While the Digital Athlete has significantly improved player performance and safety, it’s not the only innovation. Another tool, Amazon’s Sagemaker, is a fully managed machine learning program that incorporates NFL football data. Based on individual player information, Sagemaker identifies which coaching techniques might be needed. This allows specific NFL teams and coaches to adopt different approaches that can reduce injuries and enhance player abilities. Combined these two tools have led to new ways in which the league and teams approach training and oversight. The use of NFL data analytics in this way a few years ago would have been unheard of.

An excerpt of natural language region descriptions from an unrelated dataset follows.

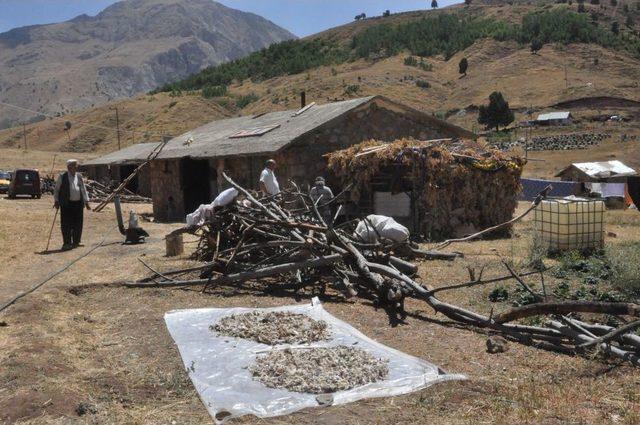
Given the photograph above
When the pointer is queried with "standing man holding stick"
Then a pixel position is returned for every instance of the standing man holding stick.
(71, 197)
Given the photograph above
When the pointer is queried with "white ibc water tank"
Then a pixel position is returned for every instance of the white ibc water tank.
(570, 224)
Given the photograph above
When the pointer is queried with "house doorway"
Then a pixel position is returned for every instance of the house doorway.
(126, 171)
(195, 183)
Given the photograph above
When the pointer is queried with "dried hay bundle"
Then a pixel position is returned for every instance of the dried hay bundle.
(457, 186)
(273, 328)
(319, 370)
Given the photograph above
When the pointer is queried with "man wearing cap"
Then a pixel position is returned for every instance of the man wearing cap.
(321, 195)
(71, 197)
(268, 181)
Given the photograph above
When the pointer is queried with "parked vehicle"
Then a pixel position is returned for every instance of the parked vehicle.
(5, 180)
(25, 182)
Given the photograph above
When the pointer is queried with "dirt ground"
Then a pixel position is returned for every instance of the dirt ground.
(84, 349)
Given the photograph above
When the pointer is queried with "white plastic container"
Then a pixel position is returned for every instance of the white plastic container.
(570, 224)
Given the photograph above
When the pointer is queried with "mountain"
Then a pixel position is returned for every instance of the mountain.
(595, 76)
(130, 47)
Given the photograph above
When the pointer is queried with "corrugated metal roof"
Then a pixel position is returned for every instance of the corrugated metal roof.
(214, 139)
(554, 116)
(604, 169)
(132, 154)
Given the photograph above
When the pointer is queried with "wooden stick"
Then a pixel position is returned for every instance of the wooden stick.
(55, 216)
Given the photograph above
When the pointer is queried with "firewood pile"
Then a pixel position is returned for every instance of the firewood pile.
(283, 242)
(100, 193)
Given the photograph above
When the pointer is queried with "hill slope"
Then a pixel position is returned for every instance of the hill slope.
(130, 47)
(533, 82)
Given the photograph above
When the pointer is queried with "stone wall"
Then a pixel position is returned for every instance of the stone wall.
(303, 160)
(168, 199)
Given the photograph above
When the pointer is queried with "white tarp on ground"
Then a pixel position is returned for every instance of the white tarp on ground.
(218, 365)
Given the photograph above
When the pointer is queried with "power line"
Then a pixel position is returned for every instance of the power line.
(88, 124)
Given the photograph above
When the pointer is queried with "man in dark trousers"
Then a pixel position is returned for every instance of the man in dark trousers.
(71, 197)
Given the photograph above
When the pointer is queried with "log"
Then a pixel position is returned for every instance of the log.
(243, 277)
(566, 307)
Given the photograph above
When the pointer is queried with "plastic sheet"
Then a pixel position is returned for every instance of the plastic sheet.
(218, 365)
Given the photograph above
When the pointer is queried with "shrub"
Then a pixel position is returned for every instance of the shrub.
(210, 91)
(625, 273)
(463, 66)
(351, 89)
(497, 113)
(246, 100)
(410, 61)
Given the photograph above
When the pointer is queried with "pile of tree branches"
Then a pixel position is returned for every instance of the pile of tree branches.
(284, 239)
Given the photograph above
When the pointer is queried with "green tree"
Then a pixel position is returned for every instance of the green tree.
(496, 113)
(536, 45)
(462, 66)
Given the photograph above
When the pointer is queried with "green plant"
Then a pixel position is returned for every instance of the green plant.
(496, 113)
(210, 91)
(498, 294)
(463, 66)
(410, 61)
(624, 259)
(246, 100)
(351, 89)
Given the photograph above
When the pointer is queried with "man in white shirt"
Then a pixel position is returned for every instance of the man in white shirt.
(71, 197)
(268, 181)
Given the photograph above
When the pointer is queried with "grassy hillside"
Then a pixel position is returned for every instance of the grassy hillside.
(559, 72)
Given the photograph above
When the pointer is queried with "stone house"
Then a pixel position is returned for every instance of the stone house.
(188, 171)
(117, 166)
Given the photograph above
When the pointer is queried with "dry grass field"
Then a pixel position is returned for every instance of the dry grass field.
(84, 340)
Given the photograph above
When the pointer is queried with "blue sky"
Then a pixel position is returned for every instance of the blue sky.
(302, 17)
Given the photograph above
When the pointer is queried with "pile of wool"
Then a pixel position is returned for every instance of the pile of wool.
(319, 370)
(457, 186)
(273, 328)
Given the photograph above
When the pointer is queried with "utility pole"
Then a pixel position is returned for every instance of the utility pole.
(118, 126)
(24, 135)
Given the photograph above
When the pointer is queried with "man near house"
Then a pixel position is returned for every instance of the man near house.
(71, 197)
(268, 181)
(321, 195)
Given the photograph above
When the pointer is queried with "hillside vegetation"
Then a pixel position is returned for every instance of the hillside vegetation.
(441, 34)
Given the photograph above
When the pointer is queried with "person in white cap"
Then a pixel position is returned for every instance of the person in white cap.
(321, 195)
(268, 181)
(71, 197)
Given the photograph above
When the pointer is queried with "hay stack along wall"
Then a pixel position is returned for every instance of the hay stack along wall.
(454, 187)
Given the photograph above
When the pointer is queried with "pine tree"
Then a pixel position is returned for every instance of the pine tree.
(496, 113)
(536, 45)
(462, 66)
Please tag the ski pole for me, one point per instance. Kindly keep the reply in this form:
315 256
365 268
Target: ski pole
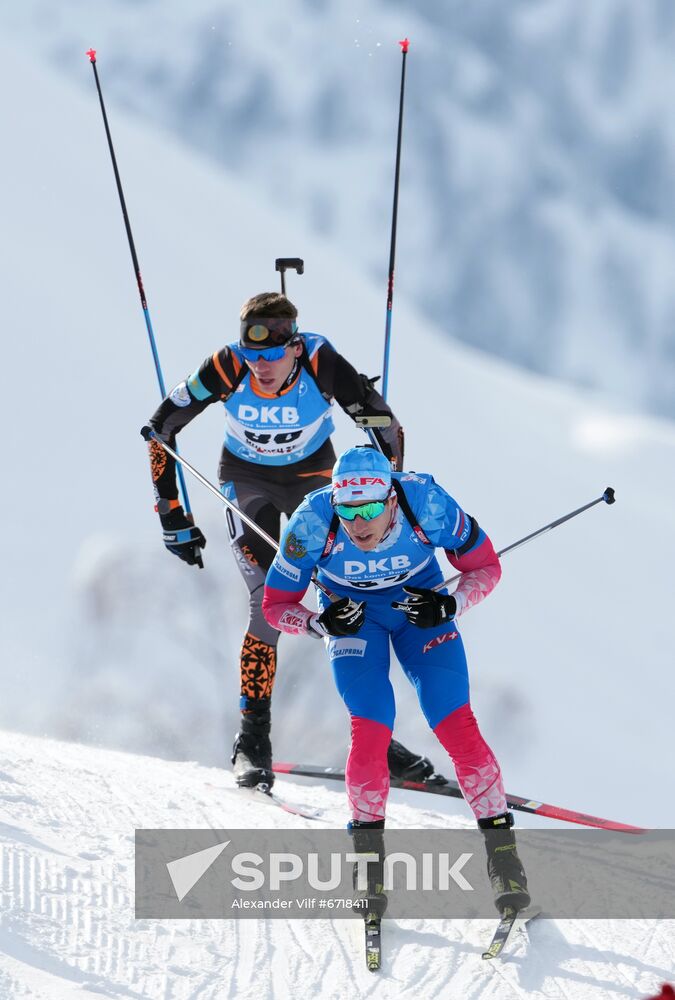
149 434
607 497
394 222
134 258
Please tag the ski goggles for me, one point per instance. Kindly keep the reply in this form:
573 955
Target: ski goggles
368 510
260 331
267 353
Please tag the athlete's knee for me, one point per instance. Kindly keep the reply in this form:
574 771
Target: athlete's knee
367 772
258 666
370 739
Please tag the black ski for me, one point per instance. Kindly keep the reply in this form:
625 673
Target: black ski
438 785
263 794
373 930
511 921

“The wealth of analysis the NFL is working to produce, through the Big Data Bowl and other efforts, simply makes for a safer, more exciting game.” – Vasi Philomin
NFL Football Data and Fans
While NFL football data is driving positive change within the sport, it’s also doing so outside of it as well. The most notable achievement in this regard has been the development of Next Gen Stats. This is a machine learning, advanced analytics platform that leverages both historical data and real-time stats. In the process, it offers fans a much more robust game experience and has even added new stats to the menu. Specifically, recent ones added based in Next Gen Stat insights include completion probability and expected return yards. The NFL even hosts the Big Data Bowl annually with AWS in an effort to identify new ideas. Through crowd-sourced competition, data scientists offer new ways to enhance fan experiences even further through statistics.

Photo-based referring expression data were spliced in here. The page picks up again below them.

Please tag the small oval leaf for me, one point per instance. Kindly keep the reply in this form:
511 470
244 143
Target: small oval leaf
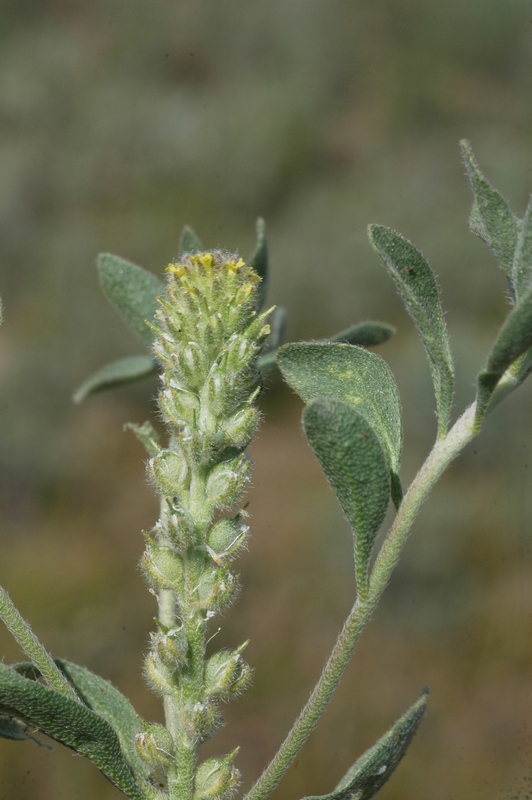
69 723
365 334
355 376
118 373
513 339
189 241
133 291
491 218
356 467
417 286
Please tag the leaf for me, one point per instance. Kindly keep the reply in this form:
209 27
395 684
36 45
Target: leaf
104 699
189 242
522 261
118 373
355 376
259 259
375 767
365 334
417 286
69 723
513 339
355 465
133 291
491 217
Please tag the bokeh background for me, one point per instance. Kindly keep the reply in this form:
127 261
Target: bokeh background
120 120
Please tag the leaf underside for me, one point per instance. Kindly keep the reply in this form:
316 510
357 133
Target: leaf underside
73 724
417 286
374 768
356 467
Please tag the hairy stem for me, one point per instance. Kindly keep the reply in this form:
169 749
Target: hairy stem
444 451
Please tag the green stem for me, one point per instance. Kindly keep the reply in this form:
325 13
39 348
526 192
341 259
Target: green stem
33 648
444 451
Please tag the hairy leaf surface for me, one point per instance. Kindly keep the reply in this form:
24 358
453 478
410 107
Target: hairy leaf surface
417 286
357 469
133 291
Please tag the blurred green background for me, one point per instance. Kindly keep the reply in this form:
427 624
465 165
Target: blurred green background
120 120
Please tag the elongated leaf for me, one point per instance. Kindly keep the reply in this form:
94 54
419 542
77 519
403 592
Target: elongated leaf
133 291
259 259
118 373
375 767
365 334
418 289
69 723
514 339
356 467
355 376
491 217
522 262
189 242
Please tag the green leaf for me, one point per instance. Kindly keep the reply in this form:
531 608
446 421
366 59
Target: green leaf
133 291
355 376
418 289
365 334
259 260
513 339
522 261
356 467
102 698
69 723
491 217
375 767
189 242
118 373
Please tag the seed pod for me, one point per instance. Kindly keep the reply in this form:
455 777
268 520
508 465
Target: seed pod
226 482
201 721
155 745
163 567
226 673
225 539
216 778
169 472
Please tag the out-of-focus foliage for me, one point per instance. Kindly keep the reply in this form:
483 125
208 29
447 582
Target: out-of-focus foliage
120 121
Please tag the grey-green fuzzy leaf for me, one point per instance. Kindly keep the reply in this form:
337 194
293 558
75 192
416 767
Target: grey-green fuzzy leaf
356 467
491 218
513 339
259 259
189 241
69 723
417 286
522 261
118 373
133 291
355 376
365 334
375 767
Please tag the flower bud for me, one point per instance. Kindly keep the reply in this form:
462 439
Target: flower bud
216 778
216 589
226 482
163 567
226 673
155 745
225 538
169 472
201 721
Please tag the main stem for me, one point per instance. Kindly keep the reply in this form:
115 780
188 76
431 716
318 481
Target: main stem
444 451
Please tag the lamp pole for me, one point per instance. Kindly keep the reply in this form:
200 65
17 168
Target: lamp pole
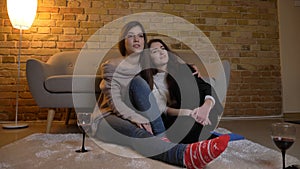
21 14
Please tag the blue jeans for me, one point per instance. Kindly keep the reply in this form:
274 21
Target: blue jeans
114 129
144 101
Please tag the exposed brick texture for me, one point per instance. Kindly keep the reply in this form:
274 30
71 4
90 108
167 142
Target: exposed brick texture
245 32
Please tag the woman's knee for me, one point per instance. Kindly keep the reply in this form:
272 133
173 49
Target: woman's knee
138 84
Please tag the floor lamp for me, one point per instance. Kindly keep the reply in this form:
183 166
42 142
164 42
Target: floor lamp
21 15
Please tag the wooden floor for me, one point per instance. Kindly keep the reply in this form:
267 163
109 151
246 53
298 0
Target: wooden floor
256 130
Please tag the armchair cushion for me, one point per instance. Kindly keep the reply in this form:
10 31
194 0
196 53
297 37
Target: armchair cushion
64 84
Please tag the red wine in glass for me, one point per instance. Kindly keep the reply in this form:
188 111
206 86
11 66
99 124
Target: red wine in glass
283 135
83 122
283 143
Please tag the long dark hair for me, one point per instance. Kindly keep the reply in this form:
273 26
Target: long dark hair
172 66
124 32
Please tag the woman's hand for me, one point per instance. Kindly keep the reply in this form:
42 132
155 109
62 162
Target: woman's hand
201 114
196 71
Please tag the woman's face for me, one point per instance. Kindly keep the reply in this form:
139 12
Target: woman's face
134 40
159 55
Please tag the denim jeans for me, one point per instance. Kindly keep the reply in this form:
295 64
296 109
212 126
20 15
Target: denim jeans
144 101
114 129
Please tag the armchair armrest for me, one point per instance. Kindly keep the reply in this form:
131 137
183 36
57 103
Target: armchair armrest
36 73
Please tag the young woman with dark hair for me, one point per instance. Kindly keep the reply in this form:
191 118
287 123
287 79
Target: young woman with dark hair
119 121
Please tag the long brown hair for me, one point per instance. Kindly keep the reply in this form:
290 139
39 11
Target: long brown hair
124 33
172 65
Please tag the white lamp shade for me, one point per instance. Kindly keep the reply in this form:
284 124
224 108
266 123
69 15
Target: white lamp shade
21 13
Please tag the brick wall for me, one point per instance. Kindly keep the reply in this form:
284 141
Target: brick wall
245 32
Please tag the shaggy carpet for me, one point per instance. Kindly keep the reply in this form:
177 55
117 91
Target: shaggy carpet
57 151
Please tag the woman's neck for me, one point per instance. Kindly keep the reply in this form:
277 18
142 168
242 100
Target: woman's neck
133 58
162 68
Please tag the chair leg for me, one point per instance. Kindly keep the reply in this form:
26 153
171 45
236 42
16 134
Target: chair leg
51 113
69 111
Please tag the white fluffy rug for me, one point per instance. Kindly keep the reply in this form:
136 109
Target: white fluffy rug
57 151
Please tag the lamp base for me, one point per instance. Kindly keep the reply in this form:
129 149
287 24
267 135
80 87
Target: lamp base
15 126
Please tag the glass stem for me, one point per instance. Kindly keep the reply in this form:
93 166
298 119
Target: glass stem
283 159
83 138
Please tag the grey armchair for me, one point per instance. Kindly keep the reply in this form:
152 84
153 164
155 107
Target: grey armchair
51 86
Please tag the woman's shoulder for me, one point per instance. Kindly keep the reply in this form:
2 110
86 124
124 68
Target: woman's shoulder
114 61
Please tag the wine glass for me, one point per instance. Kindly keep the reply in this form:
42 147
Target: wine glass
283 135
84 123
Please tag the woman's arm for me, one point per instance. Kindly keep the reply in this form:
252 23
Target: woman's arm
200 114
112 86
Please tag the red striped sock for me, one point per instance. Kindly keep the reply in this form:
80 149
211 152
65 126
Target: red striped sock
197 155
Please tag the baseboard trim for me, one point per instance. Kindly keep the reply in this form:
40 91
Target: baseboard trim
293 116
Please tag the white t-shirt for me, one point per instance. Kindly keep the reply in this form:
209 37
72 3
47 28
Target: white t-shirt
160 90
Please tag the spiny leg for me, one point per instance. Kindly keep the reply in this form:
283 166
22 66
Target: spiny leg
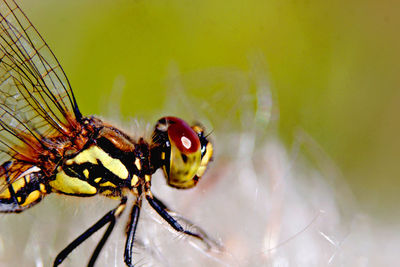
165 213
110 217
131 233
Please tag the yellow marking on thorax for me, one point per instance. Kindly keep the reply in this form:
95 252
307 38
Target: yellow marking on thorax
71 185
108 183
42 188
138 164
95 153
32 197
120 209
135 180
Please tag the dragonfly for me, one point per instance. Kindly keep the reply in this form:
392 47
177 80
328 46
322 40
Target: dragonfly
47 145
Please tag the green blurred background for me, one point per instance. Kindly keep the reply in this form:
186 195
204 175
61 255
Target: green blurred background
332 67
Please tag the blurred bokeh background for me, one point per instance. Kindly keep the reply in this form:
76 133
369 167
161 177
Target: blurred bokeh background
330 66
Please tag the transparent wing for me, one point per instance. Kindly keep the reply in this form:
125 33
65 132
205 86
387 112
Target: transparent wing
36 100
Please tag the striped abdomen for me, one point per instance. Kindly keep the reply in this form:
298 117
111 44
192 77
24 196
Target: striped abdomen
101 168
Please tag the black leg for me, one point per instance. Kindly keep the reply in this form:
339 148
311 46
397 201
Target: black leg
198 233
131 234
109 217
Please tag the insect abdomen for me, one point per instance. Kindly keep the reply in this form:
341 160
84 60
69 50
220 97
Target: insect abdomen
25 191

Of course, Next Gen Stats offers more than just enhanced fan experience. They have also developed a Next Gen Stats Draft Model to aid NFL coaches evaluate college player prospects. Detailed NFL data analytics are performed using inputs like size, on-field success, athleticism, and position to predict success. Next Gen Stats also aid broadcasters during NFL games offer much deeper and detailed insights and predictions. Through customized and interactive dashboards, commentators have much greater access to NFL football data. This further enhances the fan experience in the process.
Making Up for Lost Time
As you can see, the NFL data analytics and digital platforms have come a long way in a short time. NFL football data is now driving advances in every aspect of the game and the business. Though sports may have been late to the digitalization game, there’s little doubt the NFL and other leagues are rapidly catching up. And it’s an investment that looks to be good for everyone from owners, to players, to broadcasters, to fans.